Not finding a clue that I was excited about, I felt it was best to accompany the young girl on a road test. I began with a road test in the driver’s seat. After about 15 minutes, the girl was frustrated and told me she couldn’t believe the noise wasn’t present.
Upon returning to the dealership, she agreed to return if the noise did come back. Before she even got out of the parking lot, she turned the vehicle around to alert me that the noise had returned. This time, I climbed into the passenger seat and allowed her to drive. The rattle-type noise was clear as crystal.
We switched seats so I could pinpoint the noise and just as quickly as it appeared, it mysteriously vanished. At this point, we were both laughing about it. But once again, we switched seats, and this is when I saw the cause of the noise. I abruptly said, “Stop, what did you just do with your left hand?” The girl was removing her lip balm from her left pocket and placing it in the pocket of the door panel. Another short drive across the parking lot proved to be the source of the noise, our embarrassment, and her frustration.

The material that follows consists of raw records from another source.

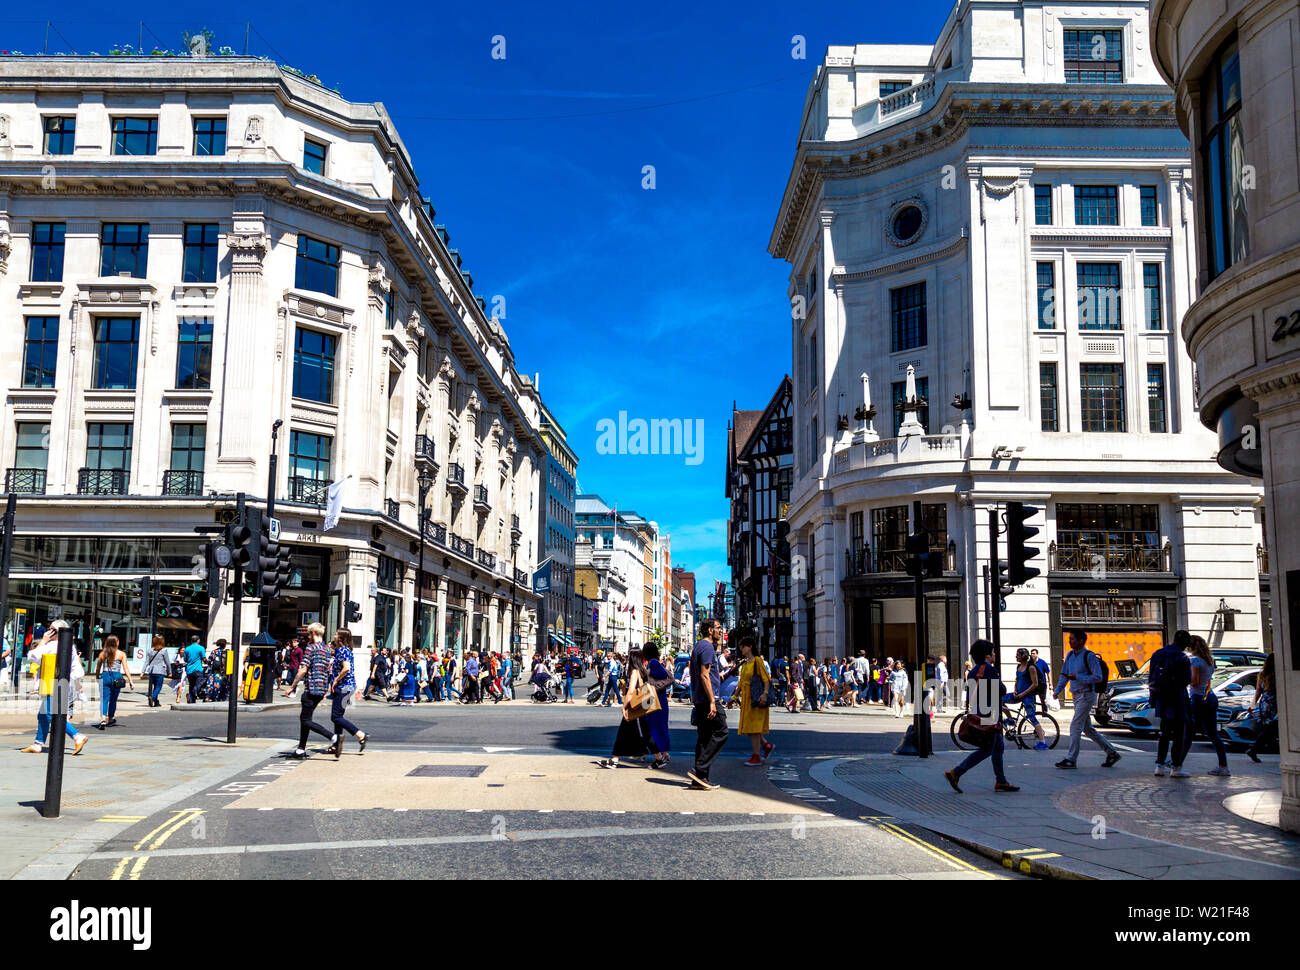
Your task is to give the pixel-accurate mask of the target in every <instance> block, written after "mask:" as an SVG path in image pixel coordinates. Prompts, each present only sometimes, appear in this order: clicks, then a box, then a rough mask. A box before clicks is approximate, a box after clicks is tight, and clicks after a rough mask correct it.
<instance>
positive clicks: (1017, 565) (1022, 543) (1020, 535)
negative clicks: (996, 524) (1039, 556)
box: [1006, 502, 1043, 586]
mask: <svg viewBox="0 0 1300 970" xmlns="http://www.w3.org/2000/svg"><path fill="white" fill-rule="evenodd" d="M1037 514H1039V508H1037V507H1036V506H1027V505H1024V503H1023V502H1008V503H1006V559H1008V563H1009V570H1008V576H1009V579H1010V581H1011V585H1013V586H1019V585H1023V584H1026V583H1028V581H1030V580H1031V579H1034V577H1035V576H1037V575H1039V571H1037V570H1036V568H1034V567H1032V566H1026V563H1027V562H1028V560H1030V559H1034V558H1036V557H1037V554H1039V553H1041V551H1043V550H1041V549H1039V547H1037V546H1027V545H1024V542H1026V540H1031V538H1034V537H1035V536H1037V534H1039V532H1040V529H1037V528H1036V527H1034V525H1027V524H1026V523H1027V521H1028V520H1030V519H1032V518H1034V516H1035V515H1037Z"/></svg>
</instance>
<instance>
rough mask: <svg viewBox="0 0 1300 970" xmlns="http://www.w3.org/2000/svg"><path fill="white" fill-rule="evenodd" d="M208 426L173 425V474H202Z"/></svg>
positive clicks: (207, 435) (207, 432) (172, 434)
mask: <svg viewBox="0 0 1300 970" xmlns="http://www.w3.org/2000/svg"><path fill="white" fill-rule="evenodd" d="M207 437H208V425H205V424H173V425H172V464H169V465H168V468H169V469H170V471H173V472H201V471H203V455H204V451H205V449H207Z"/></svg>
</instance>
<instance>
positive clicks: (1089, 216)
mask: <svg viewBox="0 0 1300 970" xmlns="http://www.w3.org/2000/svg"><path fill="white" fill-rule="evenodd" d="M1074 224H1075V225H1076V226H1117V225H1119V186H1113V185H1076V186H1075V187H1074Z"/></svg>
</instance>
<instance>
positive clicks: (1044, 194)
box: [1034, 185, 1052, 226]
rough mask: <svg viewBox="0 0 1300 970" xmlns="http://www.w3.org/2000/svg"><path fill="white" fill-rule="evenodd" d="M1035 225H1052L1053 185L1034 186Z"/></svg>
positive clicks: (1039, 225) (1047, 225) (1034, 215)
mask: <svg viewBox="0 0 1300 970" xmlns="http://www.w3.org/2000/svg"><path fill="white" fill-rule="evenodd" d="M1034 225H1036V226H1049V225H1052V186H1049V185H1035V186H1034Z"/></svg>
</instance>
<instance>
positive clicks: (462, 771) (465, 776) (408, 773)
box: [407, 765, 487, 778]
mask: <svg viewBox="0 0 1300 970" xmlns="http://www.w3.org/2000/svg"><path fill="white" fill-rule="evenodd" d="M486 767H487V766H486V765H419V766H417V767H415V768H413V770H411V771H408V772H407V778H411V776H412V775H416V776H419V778H478V776H480V775H481V774H482V772H484V768H486Z"/></svg>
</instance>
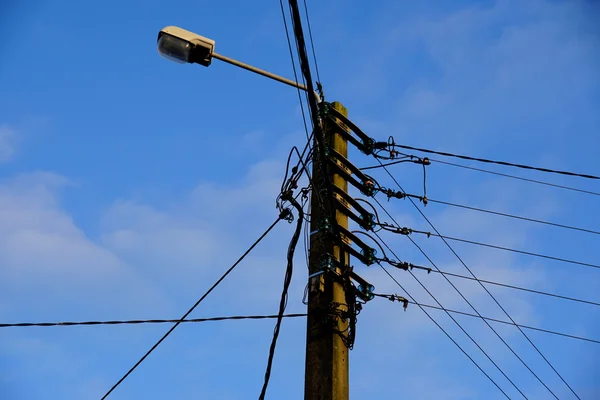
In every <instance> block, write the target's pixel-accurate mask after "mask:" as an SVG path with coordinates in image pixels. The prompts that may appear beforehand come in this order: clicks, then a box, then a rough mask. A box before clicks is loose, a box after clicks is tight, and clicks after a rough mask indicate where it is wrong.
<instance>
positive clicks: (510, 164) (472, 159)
mask: <svg viewBox="0 0 600 400" xmlns="http://www.w3.org/2000/svg"><path fill="white" fill-rule="evenodd" d="M391 146H394V147H400V148H402V149H408V150H416V151H421V152H423V153H432V154H439V155H441V156H446V157H456V158H461V159H463V160H470V161H478V162H483V163H488V164H498V165H504V166H507V167H516V168H522V169H529V170H534V171H541V172H548V173H552V174H560V175H568V176H577V177H580V178H587V179H600V177H598V176H595V175H589V174H579V173H575V172H569V171H560V170H555V169H549V168H541V167H532V166H530V165H524V164H515V163H510V162H507V161H495V160H489V159H487V158H478V157H470V156H464V155H459V154H453V153H446V152H443V151H436V150H428V149H421V148H419V147H412V146H406V145H401V144H393V145H391Z"/></svg>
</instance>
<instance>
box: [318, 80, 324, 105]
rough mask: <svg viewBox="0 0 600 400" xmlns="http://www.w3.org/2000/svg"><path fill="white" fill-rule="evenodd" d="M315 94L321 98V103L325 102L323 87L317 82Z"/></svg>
mask: <svg viewBox="0 0 600 400" xmlns="http://www.w3.org/2000/svg"><path fill="white" fill-rule="evenodd" d="M317 93H319V96H320V97H321V102H323V103H324V102H325V93H324V92H323V85H322V84H321V82H319V81H317Z"/></svg>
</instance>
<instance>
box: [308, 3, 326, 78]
mask: <svg viewBox="0 0 600 400" xmlns="http://www.w3.org/2000/svg"><path fill="white" fill-rule="evenodd" d="M304 12H305V13H306V23H307V25H308V37H309V39H310V47H311V48H312V53H313V61H314V62H315V71H316V72H317V80H318V82H319V83H322V81H321V75H320V74H319V64H318V63H317V55H316V53H315V43H314V42H313V40H312V28H311V26H310V17H309V16H308V6H307V5H306V0H304Z"/></svg>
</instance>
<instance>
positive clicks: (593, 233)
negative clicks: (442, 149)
mask: <svg viewBox="0 0 600 400" xmlns="http://www.w3.org/2000/svg"><path fill="white" fill-rule="evenodd" d="M427 202H428V203H437V204H443V205H446V206H451V207H457V208H464V209H466V210H473V211H479V212H483V213H486V214H493V215H499V216H502V217H508V218H514V219H520V220H523V221H529V222H535V223H538V224H544V225H550V226H556V227H558V228H565V229H571V230H574V231H580V232H586V233H592V234H594V235H600V232H599V231H594V230H592V229H586V228H579V227H577V226H571V225H564V224H558V223H556V222H549V221H544V220H540V219H534V218H529V217H523V216H519V215H514V214H508V213H503V212H499V211H493V210H486V209H484V208H478V207H472V206H465V205H463V204H456V203H451V202H449V201H443V200H435V199H430V198H428V199H427Z"/></svg>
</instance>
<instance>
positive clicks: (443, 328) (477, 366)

The point is that a simple and thoroughly conducted interrogation process may have solved this issue from the get-go. Remember, rectifying this situation took many visits that customers (as well as shop owners and technicians) don’t enjoy. True, it’s unlikely any question I would have asked her at the time would have shortcut the diagnostic process. But I learned from that experience and have since implemented a change in my strategy to include questions about vehicle contents anytime a noise complaint is involved.
Implementing an interrogation process in your shop takes time and practice. It may seem like a poor investment in time, but it is in fact, an investment. The time you invest in the interrogation process can save you hours, and in some cases, even save you days of wasted time and money. It’s unfortunate that the customer knows a lot more about the nature of the present faults than they are readily willing to offer up, but it is not up to them to tell us. However, it is up to us to ask them.

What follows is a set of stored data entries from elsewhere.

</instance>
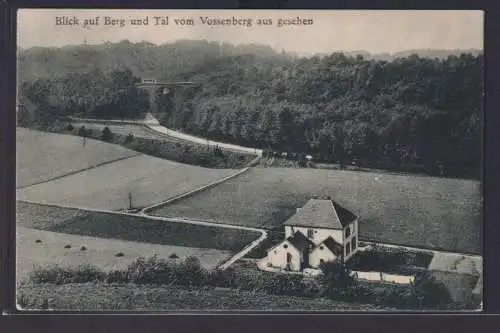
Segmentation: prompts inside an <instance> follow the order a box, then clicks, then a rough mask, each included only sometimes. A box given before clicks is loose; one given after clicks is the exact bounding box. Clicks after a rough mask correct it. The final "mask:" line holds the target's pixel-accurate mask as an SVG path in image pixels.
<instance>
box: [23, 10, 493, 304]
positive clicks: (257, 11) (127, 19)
mask: <svg viewBox="0 0 500 333" xmlns="http://www.w3.org/2000/svg"><path fill="white" fill-rule="evenodd" d="M483 67H484V56H483V12H482V11H472V10H471V11H464V10H462V11H452V10H440V11H429V10H427V11H423V10H420V11H419V10H391V11H388V10H387V11H383V10H165V9H161V10H132V9H116V10H111V9H62V8H60V9H55V8H52V9H42V8H38V9H20V10H19V11H18V15H17V103H16V116H17V127H16V227H15V229H16V239H15V242H16V246H15V247H16V264H15V267H16V278H15V282H16V292H15V293H16V304H17V309H18V310H19V311H26V312H29V311H47V312H51V313H53V312H56V313H57V312H58V311H71V312H73V311H74V312H79V313H80V312H83V313H85V312H89V311H90V312H103V311H105V312H109V311H116V312H117V313H121V312H127V311H128V312H130V311H134V312H137V311H144V312H159V313H176V314H182V313H193V312H218V313H220V312H229V313H248V312H280V313H281V312H294V313H295V312H302V311H304V312H333V313H335V312H363V313H365V312H366V313H368V312H377V313H380V312H381V313H388V314H390V313H394V312H422V311H427V312H431V313H432V312H474V313H475V312H479V311H482V309H483V259H482V256H483V248H484V246H483V229H484V226H483V223H484V222H483V194H482V193H483V186H482V178H483V176H482V170H483V154H482V145H483V139H482V138H483V98H484V83H483V77H484V72H483V71H484V68H483Z"/></svg>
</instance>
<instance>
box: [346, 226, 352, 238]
mask: <svg viewBox="0 0 500 333" xmlns="http://www.w3.org/2000/svg"><path fill="white" fill-rule="evenodd" d="M349 236H351V228H350V227H347V228H346V229H345V238H347V237H349Z"/></svg>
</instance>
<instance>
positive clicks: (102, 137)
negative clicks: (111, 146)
mask: <svg viewBox="0 0 500 333" xmlns="http://www.w3.org/2000/svg"><path fill="white" fill-rule="evenodd" d="M101 139H102V140H103V141H111V140H113V133H112V132H111V130H110V129H109V127H108V126H106V127H104V128H103V130H102V132H101Z"/></svg>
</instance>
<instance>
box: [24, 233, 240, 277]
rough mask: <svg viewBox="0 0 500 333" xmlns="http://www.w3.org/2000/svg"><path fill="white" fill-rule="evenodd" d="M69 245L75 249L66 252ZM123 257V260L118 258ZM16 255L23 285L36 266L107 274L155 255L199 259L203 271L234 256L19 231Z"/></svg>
mask: <svg viewBox="0 0 500 333" xmlns="http://www.w3.org/2000/svg"><path fill="white" fill-rule="evenodd" d="M37 241H38V242H37ZM68 245H69V246H71V247H70V248H66V247H67V246H68ZM82 247H84V248H83V249H82ZM119 253H122V254H123V256H117V254H119ZM172 254H176V255H177V257H178V259H169V257H170V256H171V255H172ZM16 255H17V260H16V273H17V280H18V281H20V280H23V279H25V278H27V277H28V275H29V273H30V272H31V271H32V270H33V268H34V267H36V266H41V267H44V266H51V265H59V266H62V267H77V266H79V265H85V264H91V265H93V266H96V267H97V268H100V269H102V270H103V271H112V270H117V269H118V270H119V269H125V268H126V267H127V265H129V264H130V263H132V262H133V261H134V260H136V259H137V258H139V257H144V258H147V257H151V256H153V255H157V256H158V258H162V259H166V260H184V259H185V258H186V257H188V256H195V257H197V258H198V259H199V260H200V263H201V264H202V266H203V267H205V268H207V269H212V268H215V267H216V266H217V264H219V263H220V262H221V261H223V260H225V259H227V258H228V257H229V256H230V255H231V253H230V252H229V251H220V250H214V249H207V248H204V249H200V248H193V247H182V246H173V245H157V244H148V243H139V242H130V241H121V240H114V239H106V238H97V237H87V236H79V235H70V234H63V233H56V232H50V231H43V230H36V229H29V228H23V227H17V228H16Z"/></svg>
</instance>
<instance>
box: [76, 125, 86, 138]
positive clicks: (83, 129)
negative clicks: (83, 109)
mask: <svg viewBox="0 0 500 333" xmlns="http://www.w3.org/2000/svg"><path fill="white" fill-rule="evenodd" d="M87 135H88V131H87V129H86V128H85V126H82V127H80V128H79V129H78V136H82V137H86V136H87Z"/></svg>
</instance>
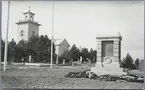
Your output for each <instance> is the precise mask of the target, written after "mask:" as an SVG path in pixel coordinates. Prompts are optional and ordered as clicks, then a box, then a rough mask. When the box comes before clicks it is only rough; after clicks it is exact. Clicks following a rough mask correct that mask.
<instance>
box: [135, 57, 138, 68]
mask: <svg viewBox="0 0 145 90" xmlns="http://www.w3.org/2000/svg"><path fill="white" fill-rule="evenodd" d="M134 64H135V66H136V69H138V67H139V58H137V59H136V60H135V62H134Z"/></svg>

Give it a shot; begin by asking yourself if you could have solved that last pain-in-the-neck diagnostic job any more efficiently than you have. It’s likely that you will discover that had you only a few more bits of information, the fault could’ve been diagnosed just a bit more efficiently. Take notes in a journal and commit to improving your process. A strive for greatness can never cease.
We are in business to make money. Diagnosing and correcting faults accurately, the first time is crucial to customer satisfaction. However, doing so in a timely fashion doesn’t hurt either. It does wonders for the customers’ confidence in your abilities, confidence in yourself and thickens the wallet a bit more.